What is an Apology? A Lance Armstrong Teachable Moment [Part 2 of 2]

Welcome to the age of the Faux Media Apology. Here are some tips and reminders in the event that you need to refresh your understanding of the Anatomy of an Apology. Take note fallen “heroes,” “icons,” and “idols.” As you seek redemption via a carefully-worded, sound-bite-worthy corporate script, master-minded with  focus-group-like precision, and thus guaranteed to win back the favour of your constituents…We, your former trusty supporters and allies, duped, disappointed, yet desperately hopeful, await your strategically-timed remorse-missive delivered through the lens of PR-savvy handlers…

But wait. Perhaps you prefer the lucrative, prime-time, blue chip, advertising-sponsored-put your dollars next to the Oprah Effect! television studio environment replete with Lighting That Erases All Crimes And Misdemeanors as you hold Confession Court with an attractive media high priestess to whom all sins shall be confessed [Amen!]. On a pre-recorded tape [Hallylooyer!].

Wait, you thought this was LIVE?! Let me not judge.

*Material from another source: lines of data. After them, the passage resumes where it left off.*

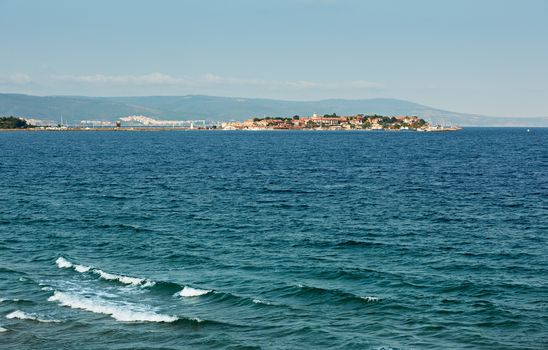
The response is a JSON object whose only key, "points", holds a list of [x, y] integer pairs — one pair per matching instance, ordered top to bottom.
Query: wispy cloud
{"points": [[16, 78], [145, 79], [212, 80]]}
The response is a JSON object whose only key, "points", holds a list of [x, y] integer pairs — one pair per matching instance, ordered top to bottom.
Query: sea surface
{"points": [[274, 240]]}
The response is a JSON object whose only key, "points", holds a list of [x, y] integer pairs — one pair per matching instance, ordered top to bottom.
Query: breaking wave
{"points": [[135, 281], [188, 292], [124, 313], [21, 315]]}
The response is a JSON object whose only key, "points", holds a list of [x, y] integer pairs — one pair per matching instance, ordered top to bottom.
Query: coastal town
{"points": [[314, 122], [335, 122]]}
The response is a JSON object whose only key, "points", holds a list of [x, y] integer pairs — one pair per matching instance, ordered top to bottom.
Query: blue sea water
{"points": [[274, 240]]}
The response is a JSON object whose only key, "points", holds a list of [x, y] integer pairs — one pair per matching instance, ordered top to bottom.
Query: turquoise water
{"points": [[274, 240]]}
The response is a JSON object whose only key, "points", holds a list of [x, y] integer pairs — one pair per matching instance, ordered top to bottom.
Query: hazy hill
{"points": [[76, 108]]}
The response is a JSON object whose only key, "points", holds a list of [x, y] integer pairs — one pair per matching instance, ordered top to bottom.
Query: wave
{"points": [[135, 281], [188, 292], [332, 293], [370, 299], [123, 313], [21, 315]]}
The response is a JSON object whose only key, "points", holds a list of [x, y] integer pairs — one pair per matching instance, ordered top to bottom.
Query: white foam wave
{"points": [[63, 263], [82, 268], [135, 281], [192, 292], [371, 299], [124, 313], [21, 315]]}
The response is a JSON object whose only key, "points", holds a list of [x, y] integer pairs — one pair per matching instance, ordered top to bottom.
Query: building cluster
{"points": [[332, 122]]}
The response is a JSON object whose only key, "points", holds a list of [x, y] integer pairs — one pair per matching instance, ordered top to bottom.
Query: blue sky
{"points": [[482, 56]]}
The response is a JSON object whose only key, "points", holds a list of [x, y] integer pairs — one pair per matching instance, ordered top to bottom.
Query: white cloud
{"points": [[16, 78], [145, 79], [212, 80]]}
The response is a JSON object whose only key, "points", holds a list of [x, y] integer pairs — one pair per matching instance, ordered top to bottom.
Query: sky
{"points": [[485, 57]]}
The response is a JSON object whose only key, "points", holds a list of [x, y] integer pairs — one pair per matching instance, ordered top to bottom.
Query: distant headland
{"points": [[296, 122]]}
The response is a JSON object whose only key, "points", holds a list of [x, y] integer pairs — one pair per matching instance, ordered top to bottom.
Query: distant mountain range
{"points": [[76, 108]]}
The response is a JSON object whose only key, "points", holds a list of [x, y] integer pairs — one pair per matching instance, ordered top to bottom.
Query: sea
{"points": [[274, 239]]}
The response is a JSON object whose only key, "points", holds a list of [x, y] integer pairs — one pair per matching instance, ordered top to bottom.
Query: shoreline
{"points": [[126, 129]]}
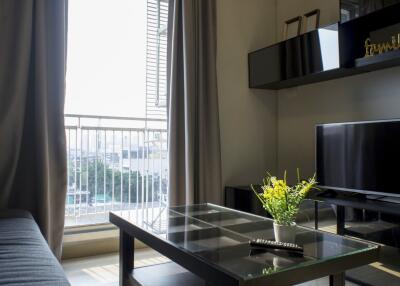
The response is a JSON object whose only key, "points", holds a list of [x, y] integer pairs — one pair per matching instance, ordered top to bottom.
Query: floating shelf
{"points": [[328, 53]]}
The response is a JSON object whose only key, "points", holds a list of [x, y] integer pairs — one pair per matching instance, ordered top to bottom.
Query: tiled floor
{"points": [[103, 270]]}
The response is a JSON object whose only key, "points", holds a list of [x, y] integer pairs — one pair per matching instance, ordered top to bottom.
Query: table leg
{"points": [[316, 215], [340, 217], [126, 256], [337, 279]]}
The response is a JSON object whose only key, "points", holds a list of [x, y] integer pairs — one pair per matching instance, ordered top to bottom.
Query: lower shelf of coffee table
{"points": [[165, 274]]}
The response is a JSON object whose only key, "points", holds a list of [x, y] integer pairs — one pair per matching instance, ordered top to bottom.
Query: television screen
{"points": [[359, 157]]}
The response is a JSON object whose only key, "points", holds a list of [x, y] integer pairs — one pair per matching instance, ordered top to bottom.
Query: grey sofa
{"points": [[25, 258]]}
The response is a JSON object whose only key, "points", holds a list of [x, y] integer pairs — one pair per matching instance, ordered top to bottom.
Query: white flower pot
{"points": [[285, 233]]}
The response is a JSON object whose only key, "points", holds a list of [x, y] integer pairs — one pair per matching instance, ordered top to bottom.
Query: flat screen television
{"points": [[359, 157]]}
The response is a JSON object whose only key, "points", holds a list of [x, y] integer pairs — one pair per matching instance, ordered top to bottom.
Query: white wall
{"points": [[247, 117]]}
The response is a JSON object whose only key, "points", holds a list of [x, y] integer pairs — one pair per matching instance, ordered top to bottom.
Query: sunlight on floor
{"points": [[104, 270]]}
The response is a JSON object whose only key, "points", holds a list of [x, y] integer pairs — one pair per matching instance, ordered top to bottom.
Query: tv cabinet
{"points": [[374, 220]]}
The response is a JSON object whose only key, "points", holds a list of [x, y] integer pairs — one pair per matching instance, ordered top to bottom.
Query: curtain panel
{"points": [[193, 120], [33, 173]]}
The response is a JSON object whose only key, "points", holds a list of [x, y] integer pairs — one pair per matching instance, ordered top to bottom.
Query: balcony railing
{"points": [[114, 163]]}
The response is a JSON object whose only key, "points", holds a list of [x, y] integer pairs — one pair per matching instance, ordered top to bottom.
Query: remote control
{"points": [[263, 243]]}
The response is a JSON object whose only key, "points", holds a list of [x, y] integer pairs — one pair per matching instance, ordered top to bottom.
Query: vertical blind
{"points": [[156, 59]]}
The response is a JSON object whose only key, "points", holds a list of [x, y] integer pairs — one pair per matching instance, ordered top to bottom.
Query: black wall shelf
{"points": [[302, 60]]}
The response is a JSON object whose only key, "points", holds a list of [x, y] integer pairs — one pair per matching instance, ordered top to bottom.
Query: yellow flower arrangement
{"points": [[281, 201]]}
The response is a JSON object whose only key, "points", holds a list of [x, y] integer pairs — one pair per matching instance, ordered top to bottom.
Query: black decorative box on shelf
{"points": [[364, 44]]}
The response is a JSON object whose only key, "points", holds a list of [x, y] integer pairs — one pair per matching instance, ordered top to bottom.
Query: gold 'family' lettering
{"points": [[380, 48]]}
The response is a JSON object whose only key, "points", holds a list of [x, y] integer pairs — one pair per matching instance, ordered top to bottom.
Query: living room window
{"points": [[115, 111]]}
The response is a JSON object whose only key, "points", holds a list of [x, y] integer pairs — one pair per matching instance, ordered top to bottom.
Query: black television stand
{"points": [[388, 199]]}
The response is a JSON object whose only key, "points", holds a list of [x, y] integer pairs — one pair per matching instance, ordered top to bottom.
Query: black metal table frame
{"points": [[214, 275]]}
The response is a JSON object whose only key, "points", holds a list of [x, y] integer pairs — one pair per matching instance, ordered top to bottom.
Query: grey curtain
{"points": [[193, 120], [32, 136]]}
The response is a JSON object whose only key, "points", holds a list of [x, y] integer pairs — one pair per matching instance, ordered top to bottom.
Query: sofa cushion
{"points": [[25, 258]]}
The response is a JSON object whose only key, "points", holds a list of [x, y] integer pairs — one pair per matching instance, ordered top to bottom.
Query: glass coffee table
{"points": [[209, 245]]}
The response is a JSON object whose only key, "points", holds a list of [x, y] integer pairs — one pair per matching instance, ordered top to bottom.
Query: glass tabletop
{"points": [[220, 236]]}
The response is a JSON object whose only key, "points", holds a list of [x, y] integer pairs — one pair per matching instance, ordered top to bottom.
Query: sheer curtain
{"points": [[193, 121], [32, 137]]}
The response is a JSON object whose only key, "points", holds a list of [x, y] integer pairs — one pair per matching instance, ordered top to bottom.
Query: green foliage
{"points": [[94, 172], [281, 201]]}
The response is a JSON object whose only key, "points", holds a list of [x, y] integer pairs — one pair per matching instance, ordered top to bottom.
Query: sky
{"points": [[106, 60]]}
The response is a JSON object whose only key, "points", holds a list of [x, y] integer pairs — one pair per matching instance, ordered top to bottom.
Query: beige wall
{"points": [[288, 9], [364, 97], [247, 117]]}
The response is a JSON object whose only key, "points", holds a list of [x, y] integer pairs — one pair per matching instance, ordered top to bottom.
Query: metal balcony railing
{"points": [[114, 163]]}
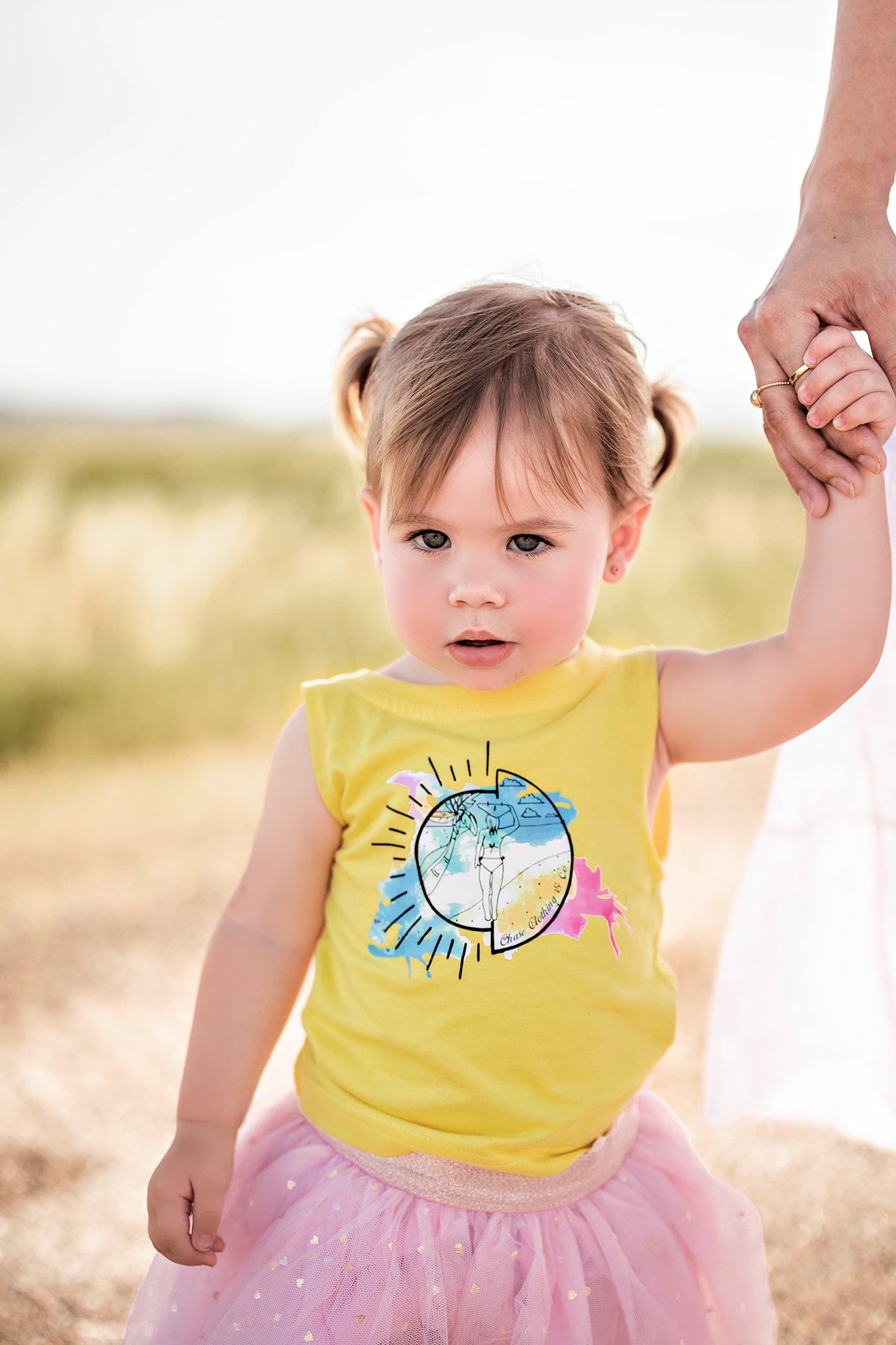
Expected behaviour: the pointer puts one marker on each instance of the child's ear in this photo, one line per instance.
(372, 510)
(625, 539)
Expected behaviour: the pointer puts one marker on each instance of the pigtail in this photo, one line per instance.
(676, 422)
(355, 365)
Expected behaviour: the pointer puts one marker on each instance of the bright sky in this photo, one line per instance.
(200, 195)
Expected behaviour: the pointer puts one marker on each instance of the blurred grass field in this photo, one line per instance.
(169, 583)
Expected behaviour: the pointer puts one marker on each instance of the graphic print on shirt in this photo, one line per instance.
(494, 861)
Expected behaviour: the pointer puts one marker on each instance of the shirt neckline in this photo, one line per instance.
(543, 688)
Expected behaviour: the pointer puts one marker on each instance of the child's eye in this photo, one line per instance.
(528, 544)
(430, 540)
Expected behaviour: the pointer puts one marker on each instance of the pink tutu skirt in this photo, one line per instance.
(634, 1243)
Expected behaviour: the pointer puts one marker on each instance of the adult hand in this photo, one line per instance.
(837, 272)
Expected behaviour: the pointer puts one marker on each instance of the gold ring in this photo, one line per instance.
(756, 399)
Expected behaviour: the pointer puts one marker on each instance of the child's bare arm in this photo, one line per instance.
(753, 697)
(254, 967)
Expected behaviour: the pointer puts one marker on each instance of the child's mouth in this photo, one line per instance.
(480, 654)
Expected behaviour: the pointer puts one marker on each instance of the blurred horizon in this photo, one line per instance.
(202, 198)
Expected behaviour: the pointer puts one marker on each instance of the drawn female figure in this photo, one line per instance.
(500, 821)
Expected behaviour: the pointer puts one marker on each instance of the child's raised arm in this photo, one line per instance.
(753, 697)
(253, 973)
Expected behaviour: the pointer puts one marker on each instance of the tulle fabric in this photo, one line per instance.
(320, 1251)
(811, 944)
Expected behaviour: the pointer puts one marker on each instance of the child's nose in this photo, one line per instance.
(475, 591)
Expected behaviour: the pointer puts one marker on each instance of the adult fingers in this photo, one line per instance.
(777, 342)
(784, 414)
(813, 495)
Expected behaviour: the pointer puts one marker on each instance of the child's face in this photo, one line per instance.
(526, 580)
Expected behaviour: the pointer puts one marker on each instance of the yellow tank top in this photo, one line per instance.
(488, 985)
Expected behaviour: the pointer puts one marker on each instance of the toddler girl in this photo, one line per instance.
(468, 843)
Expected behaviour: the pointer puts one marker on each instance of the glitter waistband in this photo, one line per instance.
(453, 1183)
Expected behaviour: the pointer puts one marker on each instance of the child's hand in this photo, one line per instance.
(845, 386)
(194, 1178)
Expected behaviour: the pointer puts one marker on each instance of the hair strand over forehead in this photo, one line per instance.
(554, 365)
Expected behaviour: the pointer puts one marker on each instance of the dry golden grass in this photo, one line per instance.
(110, 879)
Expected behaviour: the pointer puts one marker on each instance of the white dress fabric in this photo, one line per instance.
(802, 1024)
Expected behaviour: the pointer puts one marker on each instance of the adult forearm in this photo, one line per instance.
(247, 989)
(855, 162)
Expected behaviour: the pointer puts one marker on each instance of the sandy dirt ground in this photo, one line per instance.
(112, 876)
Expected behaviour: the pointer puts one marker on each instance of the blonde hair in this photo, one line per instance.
(553, 362)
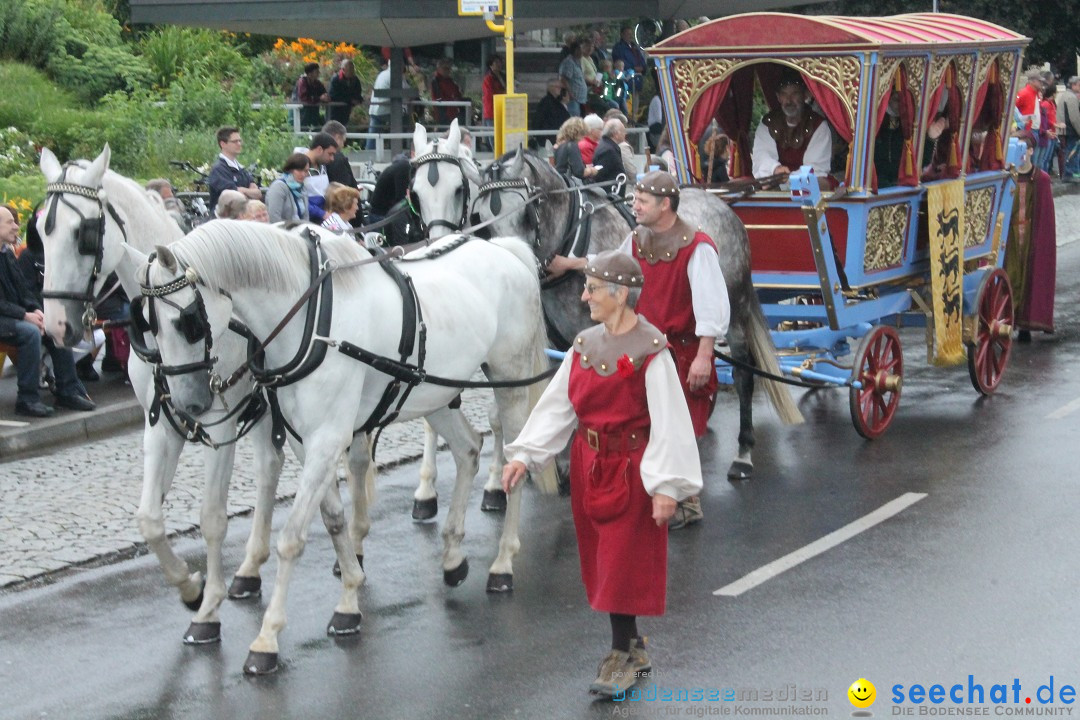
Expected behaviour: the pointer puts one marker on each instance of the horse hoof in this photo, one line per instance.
(200, 634)
(337, 566)
(345, 623)
(740, 471)
(500, 582)
(456, 576)
(260, 663)
(424, 510)
(245, 588)
(194, 605)
(495, 501)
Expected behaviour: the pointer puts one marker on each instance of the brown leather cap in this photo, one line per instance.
(658, 182)
(616, 267)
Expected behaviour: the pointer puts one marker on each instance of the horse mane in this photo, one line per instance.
(241, 254)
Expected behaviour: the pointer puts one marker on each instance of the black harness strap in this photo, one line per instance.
(410, 314)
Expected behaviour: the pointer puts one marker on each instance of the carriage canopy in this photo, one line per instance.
(936, 65)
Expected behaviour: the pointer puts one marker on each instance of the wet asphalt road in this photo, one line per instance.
(979, 578)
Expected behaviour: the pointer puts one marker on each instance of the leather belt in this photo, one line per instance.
(618, 442)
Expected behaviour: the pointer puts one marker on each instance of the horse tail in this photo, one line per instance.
(765, 354)
(548, 480)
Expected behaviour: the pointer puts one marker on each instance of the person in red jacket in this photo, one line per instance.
(495, 83)
(1027, 99)
(443, 87)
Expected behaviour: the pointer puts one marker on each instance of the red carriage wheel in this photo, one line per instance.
(879, 368)
(991, 333)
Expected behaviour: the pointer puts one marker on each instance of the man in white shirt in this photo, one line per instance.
(792, 135)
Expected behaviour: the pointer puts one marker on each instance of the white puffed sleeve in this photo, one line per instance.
(765, 157)
(670, 465)
(712, 309)
(550, 424)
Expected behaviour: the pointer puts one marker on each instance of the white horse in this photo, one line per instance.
(478, 301)
(96, 222)
(447, 170)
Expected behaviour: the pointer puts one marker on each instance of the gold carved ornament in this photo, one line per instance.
(976, 216)
(916, 67)
(838, 73)
(886, 230)
(693, 76)
(887, 70)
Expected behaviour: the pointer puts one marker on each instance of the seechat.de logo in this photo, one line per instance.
(862, 693)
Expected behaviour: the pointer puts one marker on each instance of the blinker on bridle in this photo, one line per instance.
(90, 238)
(192, 323)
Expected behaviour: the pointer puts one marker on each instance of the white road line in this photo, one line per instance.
(1065, 410)
(817, 547)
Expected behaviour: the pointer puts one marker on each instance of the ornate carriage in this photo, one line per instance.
(926, 245)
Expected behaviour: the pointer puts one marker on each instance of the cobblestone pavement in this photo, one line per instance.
(78, 504)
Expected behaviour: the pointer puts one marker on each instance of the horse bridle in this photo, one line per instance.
(193, 323)
(520, 187)
(432, 160)
(90, 236)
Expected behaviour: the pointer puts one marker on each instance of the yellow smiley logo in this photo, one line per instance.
(862, 693)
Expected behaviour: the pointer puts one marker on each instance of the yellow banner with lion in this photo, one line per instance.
(945, 213)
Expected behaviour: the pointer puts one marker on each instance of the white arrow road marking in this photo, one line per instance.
(817, 547)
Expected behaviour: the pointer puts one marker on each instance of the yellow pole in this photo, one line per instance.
(508, 35)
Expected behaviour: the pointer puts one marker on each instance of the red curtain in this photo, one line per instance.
(734, 116)
(952, 135)
(989, 104)
(700, 119)
(908, 173)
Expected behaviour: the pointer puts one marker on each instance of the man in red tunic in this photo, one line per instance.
(686, 297)
(633, 457)
(793, 135)
(1027, 99)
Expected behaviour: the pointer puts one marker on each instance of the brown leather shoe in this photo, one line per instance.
(615, 674)
(76, 403)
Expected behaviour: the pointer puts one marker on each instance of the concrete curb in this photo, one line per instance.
(49, 433)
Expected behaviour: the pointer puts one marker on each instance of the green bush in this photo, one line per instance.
(176, 52)
(32, 30)
(17, 153)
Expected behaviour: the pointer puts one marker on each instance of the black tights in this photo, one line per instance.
(623, 630)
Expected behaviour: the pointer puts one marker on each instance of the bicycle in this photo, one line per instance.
(196, 203)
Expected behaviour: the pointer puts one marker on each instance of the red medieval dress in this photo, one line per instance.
(671, 302)
(633, 439)
(1031, 253)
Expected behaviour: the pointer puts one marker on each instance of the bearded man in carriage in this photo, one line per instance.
(793, 135)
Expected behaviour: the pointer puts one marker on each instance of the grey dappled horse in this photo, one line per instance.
(547, 222)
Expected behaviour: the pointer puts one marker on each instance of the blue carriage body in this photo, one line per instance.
(834, 265)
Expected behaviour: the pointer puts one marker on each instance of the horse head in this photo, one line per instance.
(82, 243)
(443, 170)
(186, 318)
(520, 193)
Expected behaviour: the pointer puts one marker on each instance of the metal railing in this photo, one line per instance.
(636, 137)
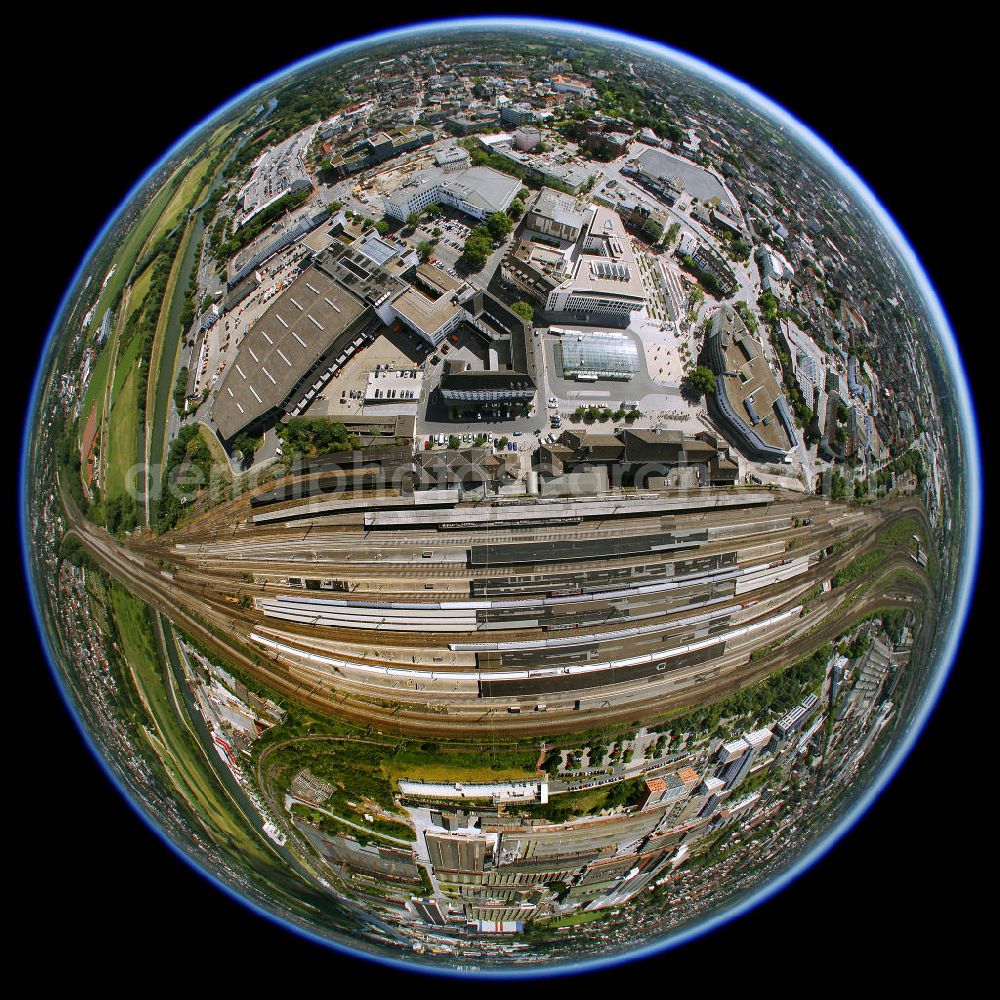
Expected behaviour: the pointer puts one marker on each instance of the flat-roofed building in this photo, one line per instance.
(379, 147)
(487, 387)
(605, 278)
(556, 215)
(452, 158)
(451, 853)
(476, 191)
(597, 354)
(747, 400)
(432, 305)
(312, 328)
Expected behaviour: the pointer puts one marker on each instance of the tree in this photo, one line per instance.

Lance, here are 25 apology pointers for you to consider. Parents, please feel free to add or correct any or all of the following:

The Anatomy of an Apology

  1. An apology is about you, and your feelings.
  2. An apology is an act of one’s own volition.
  3. Never force a child to apologize. Don’t “demand” that a child apologize or “make” him or her apologize.
  4. A “true” apology is one that originates in one’s own heart or in one’s own head. [A seed can also be planted, but the onus is on the individual to take the necessary steps toward apology].
  5. Teach your child to trust that his or her heart will let her know when the appropriate time to make amends is.
  6. You can feel and think about how sorry you are, sometimes simultaneously. This is called remorse, not guilt, and it’s your body’s way of telling you that something within you needs remedying.
  7. Feelings of guilt may be the result of your feeling that you are “responsible” for the negative way in which someone treats you. You aren’t. Each of us is responsible for our own behaviour. That said, recognize how you interact with others. Are you unwittingly sending out unclear messages?
  8. Guilt happens when we know better, but choose not to do better.
  9. Guilt is overrated. Wallowing in guilt and shame is not productive. The best way to clear your conscious is to come clean. Do it in whatever manner you see fit, but do it.
  10. Own your apology, not someone’s guilt.
  11. An apology that comes under duress is half-hearted in intent. Make sure you know “why” you’re apologizing before you attempt an apology.
  12. Have no expectations after you’ve apologized.
  13. Our expectations of others often leads to misunderstanding and miscommunication. We cannot guess what someone thinks or how they will react or respond to us or what we’ve said.
  14. A confession can create a platform for an apology, however a confession is NOT an apology. These are two separate things.
  15. You cannot “bank” an apology, ie. “You own me an apology,” or “I owe you an apology.”
  16. An apology never loses its importance: We are free to apologize whenever, wherever.
  17. First and foremost an apology is about the person who caused the offense. [Sorry Oprah]
  18. When you trust your own “moral compass,” or your own inner voice, you’re better equipped to do what’s right. Being attuned to your conscious-mind is your guide.
  19. Loosen your expectations as to what a “proper” apology looks like. No two people are alike, therefore no two apologies will look exactly alike.
  20. The context for saying, “I’m sorry” is different than blurting out “SORRY!” With experience, you’ll learn to differentiate between the two.
  21. Continuously apologizing to the same person for the same offence isn’t productive. That person may *never* forgive you. This is their right.
  22. Apologizing to someone doesn’t mean that the other person’s hurt or pain or shame will automatically subside and go away. In fact, sometimes just the opposite happens. There’s nothing you can do about this.
  23. The offended party gets to decide how he will respond to your apology. You do not get to dictate how someone “should” feel.
  24. You are not responsible for the feelings of others.
  25. Hurt feelings are the domain of the hurt. Apologizing for the hurt you’ve caused is a step towards mutual healing.